Aujourd’hui, plusieurs veuves de soldats morts en Irak qui avaient déposé leur semence dans des banques de sperme avant de partir au front ont utilisé ce mode de procréation. En France, dans la récente affaire Justel, la demanderesse ne cachait d’ailleurs pas qu’elle envisageait, si elle récupérait le sperme de son mari, de faire procéder à une insémination à l’étranger. Son avocat, Maître Collard, pense que les mentalités doivent évoluer.

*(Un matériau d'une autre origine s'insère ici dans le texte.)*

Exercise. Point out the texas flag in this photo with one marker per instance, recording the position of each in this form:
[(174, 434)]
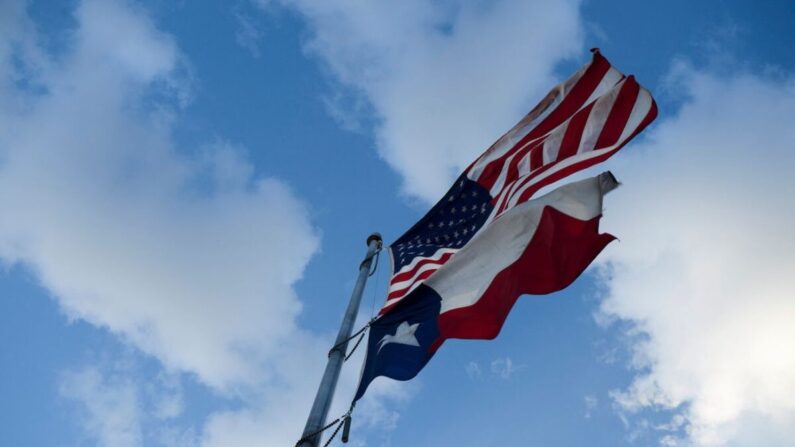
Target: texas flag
[(459, 270), (536, 248)]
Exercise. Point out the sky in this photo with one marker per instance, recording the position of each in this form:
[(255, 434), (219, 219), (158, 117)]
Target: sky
[(186, 189)]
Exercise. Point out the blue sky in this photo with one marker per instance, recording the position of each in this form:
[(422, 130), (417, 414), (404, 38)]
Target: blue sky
[(187, 186)]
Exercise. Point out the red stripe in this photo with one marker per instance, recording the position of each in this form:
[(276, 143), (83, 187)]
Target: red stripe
[(581, 91), (650, 116), (573, 135), (561, 249), (619, 114), (404, 276), (420, 277)]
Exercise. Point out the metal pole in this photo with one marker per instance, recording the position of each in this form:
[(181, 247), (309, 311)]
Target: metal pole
[(325, 392)]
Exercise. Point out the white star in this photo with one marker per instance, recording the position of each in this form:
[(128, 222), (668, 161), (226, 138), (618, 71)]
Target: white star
[(404, 335)]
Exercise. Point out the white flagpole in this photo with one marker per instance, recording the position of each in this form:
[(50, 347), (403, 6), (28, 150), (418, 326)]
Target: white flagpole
[(328, 384)]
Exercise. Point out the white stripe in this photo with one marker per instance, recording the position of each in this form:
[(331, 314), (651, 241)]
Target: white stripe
[(596, 120), (394, 300), (507, 141), (552, 143), (609, 80), (639, 111), (462, 280), (552, 138), (435, 256), (403, 284)]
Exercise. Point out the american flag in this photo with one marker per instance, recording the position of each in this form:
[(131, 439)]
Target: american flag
[(581, 122)]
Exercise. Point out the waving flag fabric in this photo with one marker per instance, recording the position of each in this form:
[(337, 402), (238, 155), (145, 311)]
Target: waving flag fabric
[(580, 122), (458, 271)]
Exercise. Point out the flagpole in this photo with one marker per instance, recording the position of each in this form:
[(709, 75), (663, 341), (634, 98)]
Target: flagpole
[(328, 384)]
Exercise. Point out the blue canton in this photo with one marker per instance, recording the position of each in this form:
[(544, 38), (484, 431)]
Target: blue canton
[(451, 223)]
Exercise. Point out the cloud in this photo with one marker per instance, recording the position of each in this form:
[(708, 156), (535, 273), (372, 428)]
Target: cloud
[(703, 273), (591, 403), (109, 407), (180, 251), (473, 370), (503, 368), (444, 79)]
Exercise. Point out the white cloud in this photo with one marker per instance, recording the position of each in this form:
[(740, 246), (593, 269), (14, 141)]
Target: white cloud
[(180, 254), (109, 407), (704, 269), (473, 370), (179, 251), (445, 78), (503, 368), (591, 402)]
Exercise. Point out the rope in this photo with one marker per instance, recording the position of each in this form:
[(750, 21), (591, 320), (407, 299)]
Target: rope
[(375, 264), (343, 342), (355, 346), (333, 435), (329, 425)]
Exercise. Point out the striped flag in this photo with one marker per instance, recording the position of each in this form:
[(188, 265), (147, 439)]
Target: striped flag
[(459, 270), (581, 122)]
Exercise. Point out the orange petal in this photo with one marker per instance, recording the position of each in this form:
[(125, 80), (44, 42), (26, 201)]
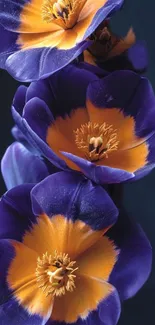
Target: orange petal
[(38, 40), (98, 261), (88, 58), (60, 135), (62, 235), (47, 235), (124, 125), (31, 19), (68, 41), (129, 160), (22, 280), (85, 298)]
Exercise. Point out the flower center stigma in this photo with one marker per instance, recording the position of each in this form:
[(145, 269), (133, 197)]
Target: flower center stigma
[(55, 274), (63, 12), (96, 141)]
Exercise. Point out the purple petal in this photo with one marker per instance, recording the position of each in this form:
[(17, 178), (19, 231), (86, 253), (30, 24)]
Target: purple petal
[(70, 194), (138, 55), (13, 313), (110, 309), (20, 166), (108, 9), (20, 98), (16, 214), (60, 90), (135, 259), (131, 93), (10, 13), (99, 174)]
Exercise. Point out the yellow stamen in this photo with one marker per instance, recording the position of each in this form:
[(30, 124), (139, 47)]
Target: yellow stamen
[(55, 274), (63, 12), (96, 141)]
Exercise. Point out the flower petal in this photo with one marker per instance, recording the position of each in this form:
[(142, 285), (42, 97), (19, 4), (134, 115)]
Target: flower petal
[(100, 174), (134, 264), (47, 61), (16, 212), (21, 280), (20, 166), (80, 199), (98, 260), (91, 293)]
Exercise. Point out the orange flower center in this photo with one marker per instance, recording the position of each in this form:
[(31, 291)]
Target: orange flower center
[(55, 274), (63, 12), (96, 141)]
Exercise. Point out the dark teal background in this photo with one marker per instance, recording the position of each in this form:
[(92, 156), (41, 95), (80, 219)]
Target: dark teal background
[(139, 198)]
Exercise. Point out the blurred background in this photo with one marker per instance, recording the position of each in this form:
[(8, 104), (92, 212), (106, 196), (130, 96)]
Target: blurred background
[(139, 198)]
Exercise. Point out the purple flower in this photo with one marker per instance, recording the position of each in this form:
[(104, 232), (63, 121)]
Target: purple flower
[(103, 128), (60, 256), (111, 52), (40, 37), (20, 165)]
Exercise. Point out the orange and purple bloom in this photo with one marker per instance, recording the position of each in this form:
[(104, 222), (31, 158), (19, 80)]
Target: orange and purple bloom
[(61, 260), (111, 52), (40, 37), (103, 128)]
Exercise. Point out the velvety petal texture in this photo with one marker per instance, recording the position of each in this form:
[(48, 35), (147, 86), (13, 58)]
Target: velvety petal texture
[(66, 220), (20, 166), (44, 42), (105, 130)]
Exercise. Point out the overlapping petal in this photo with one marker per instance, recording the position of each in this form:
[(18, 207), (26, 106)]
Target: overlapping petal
[(45, 47), (72, 214), (123, 100)]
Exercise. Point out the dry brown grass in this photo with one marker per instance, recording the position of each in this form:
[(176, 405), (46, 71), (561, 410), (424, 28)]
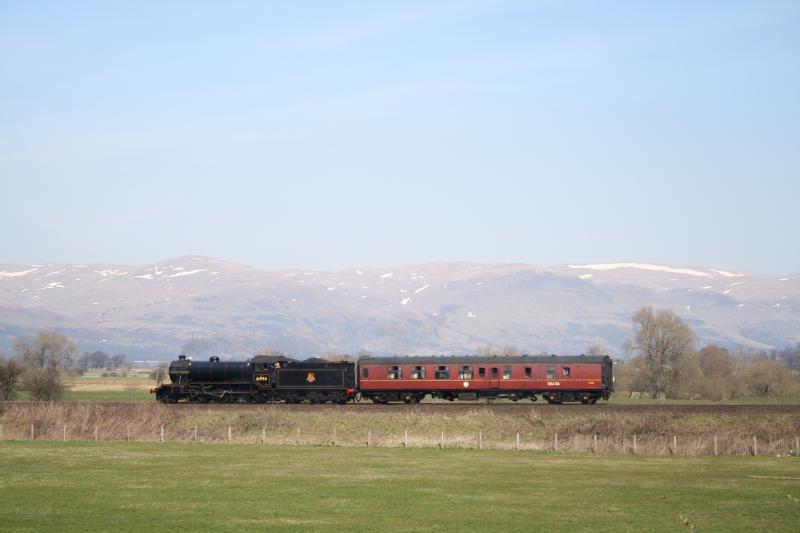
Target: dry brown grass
[(656, 433)]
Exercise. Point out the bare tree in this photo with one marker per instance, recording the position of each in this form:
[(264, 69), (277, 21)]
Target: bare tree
[(494, 350), (10, 372), (268, 350), (662, 340), (160, 372), (44, 384), (43, 355), (47, 349), (763, 376), (596, 349)]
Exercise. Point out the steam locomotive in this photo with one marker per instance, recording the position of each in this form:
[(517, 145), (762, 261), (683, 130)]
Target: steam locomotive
[(266, 379)]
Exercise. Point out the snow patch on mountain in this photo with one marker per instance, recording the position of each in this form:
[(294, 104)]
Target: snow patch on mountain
[(726, 274), (5, 274), (643, 266)]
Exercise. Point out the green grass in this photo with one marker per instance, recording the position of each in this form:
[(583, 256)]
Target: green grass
[(48, 486)]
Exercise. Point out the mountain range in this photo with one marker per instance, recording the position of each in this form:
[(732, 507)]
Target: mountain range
[(202, 306)]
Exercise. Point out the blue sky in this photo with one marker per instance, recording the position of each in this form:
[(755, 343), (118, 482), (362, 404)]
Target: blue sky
[(339, 134)]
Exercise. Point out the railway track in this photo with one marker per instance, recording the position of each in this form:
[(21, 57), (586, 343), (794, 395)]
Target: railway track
[(457, 407)]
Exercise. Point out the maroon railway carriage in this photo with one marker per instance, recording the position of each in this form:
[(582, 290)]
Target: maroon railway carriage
[(557, 379)]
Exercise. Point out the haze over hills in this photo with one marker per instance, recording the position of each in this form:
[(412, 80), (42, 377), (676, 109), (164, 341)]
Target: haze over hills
[(207, 306)]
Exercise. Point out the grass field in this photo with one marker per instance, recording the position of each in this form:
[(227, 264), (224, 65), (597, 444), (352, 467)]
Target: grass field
[(135, 387), (49, 486)]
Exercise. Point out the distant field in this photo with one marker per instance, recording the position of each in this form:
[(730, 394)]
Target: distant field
[(599, 429), (49, 486), (135, 387)]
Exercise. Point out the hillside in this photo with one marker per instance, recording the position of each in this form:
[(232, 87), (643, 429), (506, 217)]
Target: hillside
[(204, 305)]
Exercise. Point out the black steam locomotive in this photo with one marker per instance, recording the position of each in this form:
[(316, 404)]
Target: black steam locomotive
[(261, 379)]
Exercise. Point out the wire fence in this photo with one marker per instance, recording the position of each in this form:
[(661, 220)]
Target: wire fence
[(575, 443)]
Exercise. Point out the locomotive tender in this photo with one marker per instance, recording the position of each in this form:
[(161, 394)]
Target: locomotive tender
[(263, 379)]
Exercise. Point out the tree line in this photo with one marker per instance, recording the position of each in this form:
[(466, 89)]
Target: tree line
[(39, 360), (666, 364)]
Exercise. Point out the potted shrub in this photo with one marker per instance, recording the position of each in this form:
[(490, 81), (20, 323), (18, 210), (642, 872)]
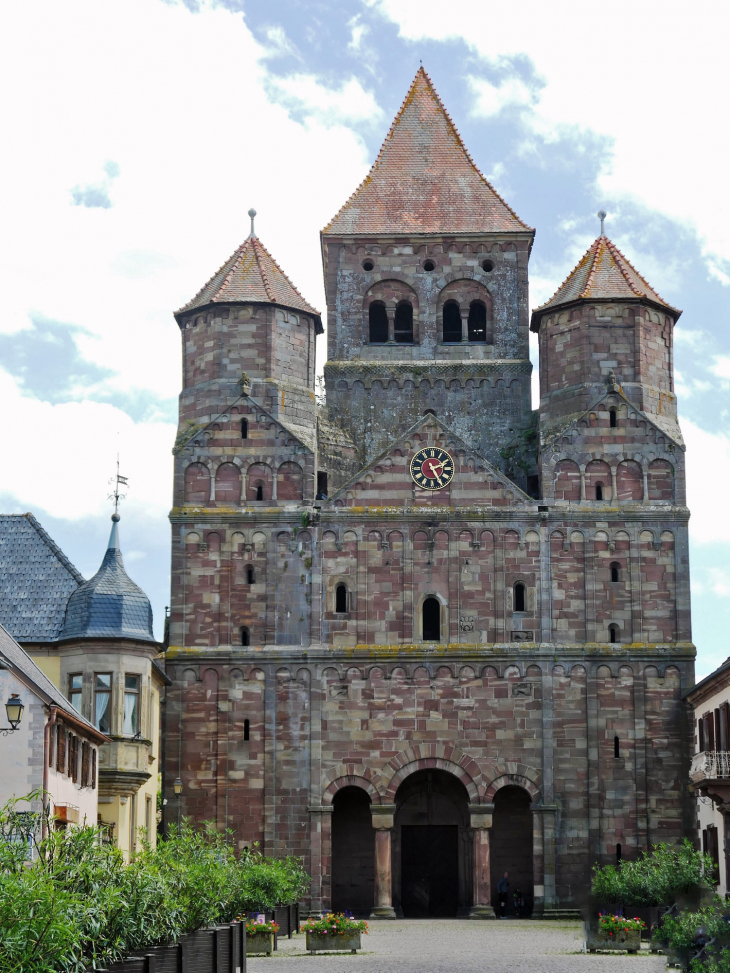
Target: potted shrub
[(260, 937), (616, 933), (335, 931)]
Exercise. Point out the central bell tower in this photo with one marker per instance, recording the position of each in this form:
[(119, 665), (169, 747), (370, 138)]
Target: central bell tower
[(426, 284)]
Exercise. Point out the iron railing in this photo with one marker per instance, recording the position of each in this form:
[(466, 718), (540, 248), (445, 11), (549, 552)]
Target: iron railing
[(710, 765)]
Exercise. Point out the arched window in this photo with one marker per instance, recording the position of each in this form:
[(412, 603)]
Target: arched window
[(452, 321), (403, 325), (431, 620), (477, 321), (519, 597), (378, 321)]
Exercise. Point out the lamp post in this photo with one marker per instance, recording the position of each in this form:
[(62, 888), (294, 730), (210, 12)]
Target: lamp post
[(177, 788), (14, 708)]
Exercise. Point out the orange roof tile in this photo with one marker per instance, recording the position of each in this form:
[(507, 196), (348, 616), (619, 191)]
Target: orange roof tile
[(424, 180), (250, 275), (603, 273)]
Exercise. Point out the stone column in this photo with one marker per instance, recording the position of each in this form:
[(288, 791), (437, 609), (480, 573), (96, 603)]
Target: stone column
[(481, 821), (383, 816)]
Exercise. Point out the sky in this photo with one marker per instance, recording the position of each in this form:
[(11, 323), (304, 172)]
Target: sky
[(139, 132)]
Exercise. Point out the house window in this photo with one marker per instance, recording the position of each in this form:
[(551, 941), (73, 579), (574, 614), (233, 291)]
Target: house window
[(431, 620), (519, 597), (74, 690), (130, 722), (451, 322), (102, 701)]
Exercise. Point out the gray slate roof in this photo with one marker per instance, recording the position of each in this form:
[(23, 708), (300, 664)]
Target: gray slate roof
[(36, 580), (109, 605), (16, 658)]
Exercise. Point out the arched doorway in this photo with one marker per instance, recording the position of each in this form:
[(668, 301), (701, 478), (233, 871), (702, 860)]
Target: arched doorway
[(431, 620), (511, 845), (353, 852), (432, 852)]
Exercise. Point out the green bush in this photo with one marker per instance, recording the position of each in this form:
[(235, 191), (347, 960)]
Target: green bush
[(655, 878), (77, 905)]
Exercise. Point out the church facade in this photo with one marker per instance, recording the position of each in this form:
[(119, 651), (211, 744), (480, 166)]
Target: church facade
[(421, 634)]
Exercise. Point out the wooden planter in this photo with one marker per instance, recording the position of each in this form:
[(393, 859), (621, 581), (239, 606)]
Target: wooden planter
[(629, 942), (325, 942), (260, 944)]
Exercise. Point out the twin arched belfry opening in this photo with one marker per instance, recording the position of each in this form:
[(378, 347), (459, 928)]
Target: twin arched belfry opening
[(432, 848)]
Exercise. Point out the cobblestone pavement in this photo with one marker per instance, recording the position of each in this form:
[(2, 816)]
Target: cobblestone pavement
[(461, 946)]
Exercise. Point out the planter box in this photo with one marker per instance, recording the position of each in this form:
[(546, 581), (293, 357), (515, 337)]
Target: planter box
[(325, 942), (625, 941), (260, 944)]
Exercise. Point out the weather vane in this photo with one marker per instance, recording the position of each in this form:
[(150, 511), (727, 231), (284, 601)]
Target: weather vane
[(116, 496)]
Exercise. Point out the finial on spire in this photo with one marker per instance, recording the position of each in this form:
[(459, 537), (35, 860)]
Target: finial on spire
[(116, 496)]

« Dans le cadre d’un couple qui s’aime, à partir du moment où il y a un vrai projet parental, je ne vois pas vraiment où serait l’insulte à la morale. Ce qui inquiète, en définitive, c’est le fait que la vie vient d’une manipulation scientifique basique et que le père, au moment où il donne la vie, est mort. C’est la vie qui surgit de la mort » confiait-il récemment sur France Info.
Les défenseurs de la fécondation post-mortem avancent la raison du cœur : si l’enfant était vraiment voulu par le défunt – les dépôts de sperme feraient foi – si la maman élève cet enfant dans la mémoire de son père, il sera sans doute aussi « bien » élevé, voire plus heureux que bien des enfants de couples vivants pour lesquels leurs parents n’ont pas de projet ou d’attention particulière. Et puis, pourquoi, si l’on refuse l’insémination post-mortem, ne pas faire avorter une femme enceinte dont le mari décède pendant la grossesse puisque cet enfant-là, non plus, ne connaîtra jamais son géniteur ? Des arguments faux ou peu acceptables pour certains spécialistes de l’enfance, qui tirent la sonnette d’alarme pour que l’on place l’enfant et son devenir – et pas le droit à l’enfant – au centre du débat.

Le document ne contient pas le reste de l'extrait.